What is a EU Data Protection Officer?
Data protection officers are a designated person within an organization that collects the personal data of Union citizens who is responsible for making sure that the organization follows the new regulations. They are appointed for two year periods and can only be terminated if they fail to fulfill their duty; however, they can be reappointed indefinitely. Like the rest of this legislation, the DPO would be mandated sometime in 2016 pending the finalization of the reforms in 2014.
While all people who collect personal data in the Union will be accountable to the law, Article 35 of the proposal says that only certain data collecting entities must have a designated data protection officer. These entities are “a public authority or body”, “an enterprise employing 250 or more persons”, or someone whose “core activities… require regular and systematic monitoring of data subjects.”*
The DPO has several duties that are spelt out in Article 37 of the proposal. First, they must “inform and advise the controller or the processor of their obligations… and to document this activity and the responses received.”* Next, they are to monitor the “implementation and application”* of the organization’s policies and training on data management as well as monitoring the application of these polices. They must also keep documentation on (according to Article 28) at least the name of the data collecting entity, contact details of their DPO, purpose of the data processing, types of subjects and data, “recipients of the personal data“, whether or not data is transferred outside the EU, and offering the time limits for data erasure. Likewise, they must monitor personal data breaches and “the response to requests from the supervisory authority”*. And they have a variety of roles to the supervisory authority including cooperating with the supervisory authority if requested and to be the supervisory authority’s contact person in the organization.
The Data Protection Officer is one of the areas of the EU data protection reforms that’s being heavily debated, however. The major areas of contention are on the importance of the DPO, how much work this actually is, and the criteria for deciding who does and does not need a DPO.
The general assumption is that the legislation means that the data protection officer is someone’s full-time position. But some of the MEPs working on the reform suggest that a full-time DPO is unnecessary because they could do the work part-time while performing other duties. And there are some who think that the DPO is superfluous.

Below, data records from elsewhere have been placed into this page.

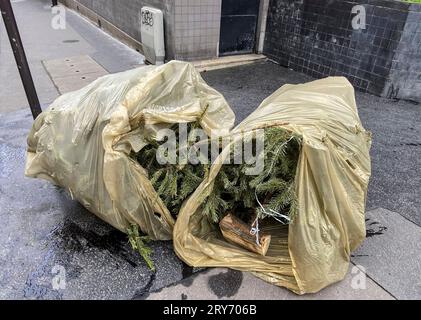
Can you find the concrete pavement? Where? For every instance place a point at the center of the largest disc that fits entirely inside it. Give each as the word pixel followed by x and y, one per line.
pixel 44 230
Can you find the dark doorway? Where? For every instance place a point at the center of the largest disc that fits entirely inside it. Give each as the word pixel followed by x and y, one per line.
pixel 238 26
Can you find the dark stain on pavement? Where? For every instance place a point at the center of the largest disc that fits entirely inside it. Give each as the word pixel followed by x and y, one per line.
pixel 374 228
pixel 225 284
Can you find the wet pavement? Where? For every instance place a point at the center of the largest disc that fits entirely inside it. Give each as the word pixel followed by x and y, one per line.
pixel 44 232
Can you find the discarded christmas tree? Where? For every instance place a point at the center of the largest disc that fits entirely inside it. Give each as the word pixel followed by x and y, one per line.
pixel 268 193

The Union originally adopted the German model wherein any company with over 250 employees would have to appoint a data protection officer. This requirement, Vivian Reding argues**, will help small businesses to avoid getting overly burdened by administrative costs and work. However, Jan Phillip Albrecht–the regulation’s rapporteur–has suggested revisions that alter this model to focus not on employees, but on how many people’s data is collected. His model states that any company collecting data on 500 or more EU citizens must have a DPO.